Publié le : 25 septembre 2020

Une étude chinoise publiée cette semaine dans la revue Nature biomedical engineering rapporte qu’en combinant des modifications génétiques déjà testées chez le porc, il est possible d’obtenir des organes porcins « plus compatibles » avec le système immunitaire humain, en vue de xénogreffes[1]. Les chercheurs ont appliqué deux résultats obtenus séparément ces dernières années : ils ont utilisés les techniques d’édition du génome pour inactiver les rétrovirus endogènes porcins (cf. Vers des greffes d’organes issus de porcs génétiquement modifiés ?) et améliorer la compatibilité immunologique des porcs avec l’homme (cf. eGenesis lance un essai pour les xénotransplantations).

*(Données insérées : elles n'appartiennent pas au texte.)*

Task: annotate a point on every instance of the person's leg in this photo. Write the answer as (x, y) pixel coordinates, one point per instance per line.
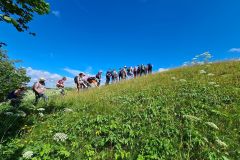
(45, 97)
(63, 91)
(37, 97)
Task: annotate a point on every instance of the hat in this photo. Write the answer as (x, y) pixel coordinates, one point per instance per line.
(42, 79)
(81, 74)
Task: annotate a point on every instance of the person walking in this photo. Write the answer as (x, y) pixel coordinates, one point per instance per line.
(16, 96)
(114, 76)
(135, 72)
(39, 90)
(60, 85)
(99, 77)
(150, 67)
(108, 77)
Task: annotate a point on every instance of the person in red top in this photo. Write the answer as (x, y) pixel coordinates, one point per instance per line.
(60, 85)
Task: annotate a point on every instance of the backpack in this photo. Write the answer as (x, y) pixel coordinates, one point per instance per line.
(34, 86)
(76, 79)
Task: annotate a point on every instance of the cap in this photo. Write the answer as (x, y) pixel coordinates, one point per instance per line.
(42, 79)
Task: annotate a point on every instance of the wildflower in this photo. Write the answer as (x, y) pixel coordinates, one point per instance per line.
(8, 113)
(41, 114)
(68, 110)
(211, 124)
(211, 74)
(28, 155)
(202, 72)
(183, 80)
(41, 109)
(212, 83)
(190, 117)
(194, 59)
(221, 143)
(21, 114)
(200, 63)
(60, 137)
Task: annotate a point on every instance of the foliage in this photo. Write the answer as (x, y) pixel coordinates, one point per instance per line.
(153, 117)
(10, 77)
(20, 12)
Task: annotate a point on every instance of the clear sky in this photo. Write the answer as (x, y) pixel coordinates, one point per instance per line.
(88, 35)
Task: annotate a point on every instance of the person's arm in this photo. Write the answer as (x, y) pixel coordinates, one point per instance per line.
(36, 87)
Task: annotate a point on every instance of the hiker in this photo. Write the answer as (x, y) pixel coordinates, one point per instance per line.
(92, 81)
(99, 77)
(114, 76)
(150, 67)
(138, 70)
(60, 85)
(80, 82)
(130, 71)
(123, 74)
(16, 96)
(39, 90)
(108, 77)
(146, 70)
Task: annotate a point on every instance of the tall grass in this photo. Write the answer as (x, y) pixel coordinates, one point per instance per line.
(178, 114)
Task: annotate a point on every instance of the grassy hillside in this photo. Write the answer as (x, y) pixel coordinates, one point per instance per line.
(186, 113)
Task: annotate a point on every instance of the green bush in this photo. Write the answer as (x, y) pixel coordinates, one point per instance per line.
(11, 77)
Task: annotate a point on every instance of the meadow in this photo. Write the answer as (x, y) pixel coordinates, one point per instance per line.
(184, 113)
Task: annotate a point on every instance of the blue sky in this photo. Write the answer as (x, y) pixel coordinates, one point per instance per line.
(88, 35)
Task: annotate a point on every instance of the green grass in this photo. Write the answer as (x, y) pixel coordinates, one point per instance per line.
(178, 114)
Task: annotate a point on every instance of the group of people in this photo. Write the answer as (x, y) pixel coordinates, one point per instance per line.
(128, 72)
(82, 81)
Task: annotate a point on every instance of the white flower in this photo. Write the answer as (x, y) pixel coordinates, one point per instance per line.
(202, 72)
(41, 109)
(60, 137)
(183, 80)
(41, 114)
(211, 74)
(212, 83)
(68, 110)
(221, 143)
(28, 155)
(211, 124)
(8, 113)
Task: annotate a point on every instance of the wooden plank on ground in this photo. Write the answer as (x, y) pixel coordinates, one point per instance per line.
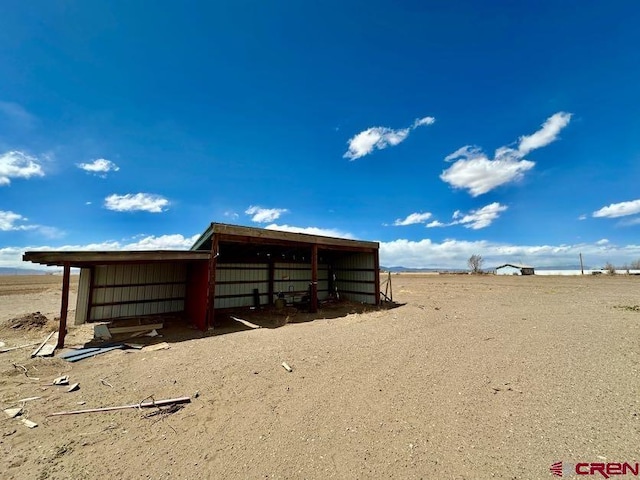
(97, 351)
(4, 350)
(35, 352)
(158, 403)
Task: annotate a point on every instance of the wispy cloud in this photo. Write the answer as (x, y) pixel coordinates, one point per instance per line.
(11, 221)
(16, 164)
(475, 219)
(616, 210)
(474, 171)
(264, 215)
(413, 219)
(547, 134)
(452, 253)
(480, 218)
(99, 167)
(12, 256)
(138, 202)
(436, 224)
(324, 232)
(379, 138)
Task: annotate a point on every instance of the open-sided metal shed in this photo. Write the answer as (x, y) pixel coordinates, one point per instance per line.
(229, 266)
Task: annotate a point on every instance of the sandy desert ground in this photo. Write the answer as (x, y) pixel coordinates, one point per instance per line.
(473, 377)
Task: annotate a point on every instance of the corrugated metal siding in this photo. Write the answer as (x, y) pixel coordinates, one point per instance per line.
(83, 296)
(138, 289)
(296, 277)
(235, 282)
(356, 278)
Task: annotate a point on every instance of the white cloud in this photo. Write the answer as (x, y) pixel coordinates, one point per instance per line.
(379, 138)
(453, 254)
(100, 167)
(449, 254)
(419, 122)
(9, 221)
(161, 242)
(478, 174)
(264, 215)
(12, 222)
(547, 134)
(413, 218)
(375, 138)
(131, 202)
(17, 164)
(474, 171)
(435, 224)
(480, 218)
(324, 232)
(621, 209)
(12, 256)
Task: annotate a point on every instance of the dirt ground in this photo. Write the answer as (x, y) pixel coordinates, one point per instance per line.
(473, 377)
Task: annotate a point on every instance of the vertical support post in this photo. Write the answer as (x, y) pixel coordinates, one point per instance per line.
(213, 263)
(390, 287)
(92, 276)
(314, 279)
(272, 270)
(64, 307)
(376, 273)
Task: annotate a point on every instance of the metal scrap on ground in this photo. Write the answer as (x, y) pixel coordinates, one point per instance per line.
(75, 355)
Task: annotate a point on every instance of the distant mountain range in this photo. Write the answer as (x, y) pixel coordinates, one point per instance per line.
(485, 268)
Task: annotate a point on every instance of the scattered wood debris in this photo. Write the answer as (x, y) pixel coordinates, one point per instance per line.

Tout cela pour éviter un rejet immunitaire par l’homme de ces organes porcins.

Les chercheurs ayant contribué à l’étude n’en sont pas à leur coup d’essai dans ce domaine : Georges Church et Luhan Yang, les principaux auteurs, sont à l’initiative de la société eGenesis, start up spécialisée dans la recherche sur la xénotransplantation. D’autres chercheurs chinois, américains et espagnols ont participé aux travaux. Ils en seraient désormais à la phase de test de greffe d’organes porcins chez des primates.

[1] La xénogreffe (ou xénotransplantation) désigne la transplantation d’un greffon (organe par exemple) où le donneur est d’une espèce biologique différente de celle du receveur (par exemple : greffe d’un foie de porc sur un homme).